The most notable -- and most symbolic -- of these bubbles has been the "booing revolution." It started earlier this month with a concert by a legendary Soviet rock group Mashina Vremeni ("Time Machine") in the Siberian city of Kemerovo, which was going well until an emcee announced that the concert had been sponsored by the ruling United Russia party. He couldn't finish his speech because the sudden wave of booing was so loud. Later, the local authorities threw the emcee under the bus -- they were not sponsoring the concert, and he was just a provocateur -- but Kemerovo started a trend. A couple of weeks later, at a Cheliabinsk hockey game, the captain of the local team ("Tractor") skated onto the ice and read a speech praising United Russia and the Cheliabinsk governor. The crowd didn't stop booing until the player had skated back to the bench. Afterwards, Tractor's fanclub clarified that "we were booing not Antipov [the team captain] who read that speech with a sour face, but the situation itself, the governor of Cheliabinsk, and United Russia with its inappropriate attempt to promote itself."

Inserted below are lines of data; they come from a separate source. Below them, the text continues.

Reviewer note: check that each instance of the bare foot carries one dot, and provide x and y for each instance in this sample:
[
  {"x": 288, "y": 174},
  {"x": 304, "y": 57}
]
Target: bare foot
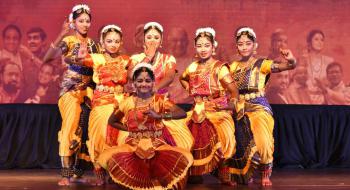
[
  {"x": 98, "y": 182},
  {"x": 229, "y": 183},
  {"x": 79, "y": 180},
  {"x": 64, "y": 182}
]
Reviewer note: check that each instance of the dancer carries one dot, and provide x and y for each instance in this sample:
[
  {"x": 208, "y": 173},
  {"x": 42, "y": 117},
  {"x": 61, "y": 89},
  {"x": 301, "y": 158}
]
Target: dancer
[
  {"x": 255, "y": 135},
  {"x": 77, "y": 79},
  {"x": 212, "y": 127},
  {"x": 164, "y": 66},
  {"x": 110, "y": 76}
]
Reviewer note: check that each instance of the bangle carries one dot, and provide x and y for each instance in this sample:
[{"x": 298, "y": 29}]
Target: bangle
[
  {"x": 73, "y": 59},
  {"x": 167, "y": 115}
]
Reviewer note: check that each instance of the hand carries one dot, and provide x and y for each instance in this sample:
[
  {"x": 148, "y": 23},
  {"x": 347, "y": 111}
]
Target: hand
[
  {"x": 65, "y": 27},
  {"x": 82, "y": 53},
  {"x": 219, "y": 107},
  {"x": 25, "y": 51},
  {"x": 320, "y": 85},
  {"x": 150, "y": 49},
  {"x": 153, "y": 114},
  {"x": 41, "y": 91},
  {"x": 287, "y": 54}
]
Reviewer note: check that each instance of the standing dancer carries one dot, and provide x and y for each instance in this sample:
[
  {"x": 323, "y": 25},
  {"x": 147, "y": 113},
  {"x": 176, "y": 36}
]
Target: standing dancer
[
  {"x": 110, "y": 76},
  {"x": 74, "y": 111},
  {"x": 164, "y": 66},
  {"x": 210, "y": 123},
  {"x": 255, "y": 143}
]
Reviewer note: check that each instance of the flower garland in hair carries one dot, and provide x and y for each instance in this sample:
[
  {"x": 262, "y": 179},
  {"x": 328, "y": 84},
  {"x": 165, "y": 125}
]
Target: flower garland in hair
[
  {"x": 155, "y": 24},
  {"x": 140, "y": 65},
  {"x": 106, "y": 28},
  {"x": 246, "y": 29},
  {"x": 209, "y": 30}
]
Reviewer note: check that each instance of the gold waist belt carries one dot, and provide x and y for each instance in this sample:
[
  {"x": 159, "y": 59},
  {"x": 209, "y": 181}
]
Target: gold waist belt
[{"x": 110, "y": 89}]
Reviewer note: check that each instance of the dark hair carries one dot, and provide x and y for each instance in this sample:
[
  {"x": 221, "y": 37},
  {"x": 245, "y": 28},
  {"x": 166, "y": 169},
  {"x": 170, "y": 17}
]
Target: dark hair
[
  {"x": 143, "y": 69},
  {"x": 208, "y": 35},
  {"x": 334, "y": 64},
  {"x": 152, "y": 27},
  {"x": 312, "y": 33},
  {"x": 38, "y": 30},
  {"x": 249, "y": 35},
  {"x": 49, "y": 65},
  {"x": 104, "y": 34},
  {"x": 79, "y": 12},
  {"x": 14, "y": 27}
]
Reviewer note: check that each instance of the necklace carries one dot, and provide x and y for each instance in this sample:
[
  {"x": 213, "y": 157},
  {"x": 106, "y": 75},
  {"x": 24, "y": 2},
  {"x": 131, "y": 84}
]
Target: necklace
[{"x": 109, "y": 58}]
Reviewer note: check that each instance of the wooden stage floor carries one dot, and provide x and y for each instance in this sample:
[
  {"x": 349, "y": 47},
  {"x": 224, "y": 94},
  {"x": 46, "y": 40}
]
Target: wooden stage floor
[{"x": 290, "y": 179}]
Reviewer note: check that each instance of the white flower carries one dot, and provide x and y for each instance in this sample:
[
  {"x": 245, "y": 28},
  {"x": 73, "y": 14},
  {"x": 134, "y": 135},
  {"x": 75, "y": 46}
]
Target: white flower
[
  {"x": 81, "y": 6},
  {"x": 156, "y": 24},
  {"x": 246, "y": 29},
  {"x": 207, "y": 29}
]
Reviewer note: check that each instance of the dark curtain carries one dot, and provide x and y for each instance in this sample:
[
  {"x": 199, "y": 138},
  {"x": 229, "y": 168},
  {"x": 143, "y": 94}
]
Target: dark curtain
[
  {"x": 310, "y": 136},
  {"x": 305, "y": 136},
  {"x": 28, "y": 136}
]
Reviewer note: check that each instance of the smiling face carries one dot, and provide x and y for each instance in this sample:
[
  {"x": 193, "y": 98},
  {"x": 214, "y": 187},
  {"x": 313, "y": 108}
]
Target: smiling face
[
  {"x": 334, "y": 75},
  {"x": 12, "y": 40},
  {"x": 143, "y": 83},
  {"x": 245, "y": 46},
  {"x": 112, "y": 42},
  {"x": 82, "y": 23},
  {"x": 317, "y": 42},
  {"x": 204, "y": 47},
  {"x": 35, "y": 42},
  {"x": 11, "y": 78}
]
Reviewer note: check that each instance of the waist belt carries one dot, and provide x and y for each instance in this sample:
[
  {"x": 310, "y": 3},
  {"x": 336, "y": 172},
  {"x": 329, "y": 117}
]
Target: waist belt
[
  {"x": 110, "y": 89},
  {"x": 251, "y": 96},
  {"x": 147, "y": 134},
  {"x": 81, "y": 70}
]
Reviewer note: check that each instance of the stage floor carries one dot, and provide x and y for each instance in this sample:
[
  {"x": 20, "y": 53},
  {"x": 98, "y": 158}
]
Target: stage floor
[{"x": 290, "y": 179}]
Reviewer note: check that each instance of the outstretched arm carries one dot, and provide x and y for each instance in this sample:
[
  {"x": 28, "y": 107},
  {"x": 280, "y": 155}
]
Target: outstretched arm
[
  {"x": 58, "y": 46},
  {"x": 291, "y": 64}
]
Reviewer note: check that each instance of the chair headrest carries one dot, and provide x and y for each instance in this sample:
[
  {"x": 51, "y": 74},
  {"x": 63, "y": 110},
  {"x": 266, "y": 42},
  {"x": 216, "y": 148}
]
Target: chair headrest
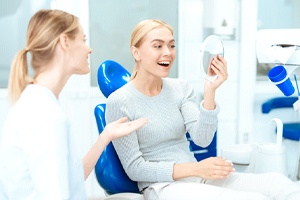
[{"x": 111, "y": 76}]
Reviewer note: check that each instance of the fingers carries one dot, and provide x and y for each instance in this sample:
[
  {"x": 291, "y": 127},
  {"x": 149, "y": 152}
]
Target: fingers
[
  {"x": 219, "y": 66},
  {"x": 136, "y": 124}
]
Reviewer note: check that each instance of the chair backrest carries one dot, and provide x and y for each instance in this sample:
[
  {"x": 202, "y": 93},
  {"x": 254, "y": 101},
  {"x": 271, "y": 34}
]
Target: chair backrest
[
  {"x": 111, "y": 76},
  {"x": 109, "y": 171},
  {"x": 278, "y": 102}
]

The main event, however, came on Nov. 20, when Putin showed up at a Moscow stadium for a mixed martial arts fight between Russian Fedor Emilianenko and American Jeff Monson. Emilianenko won, and Putin decided to congratulate his compatriot by climbing into the ring and praising him as "a real Russian knight." The problem was that few people could hear him over the sound of 20,000 people booing and shouting "go away!"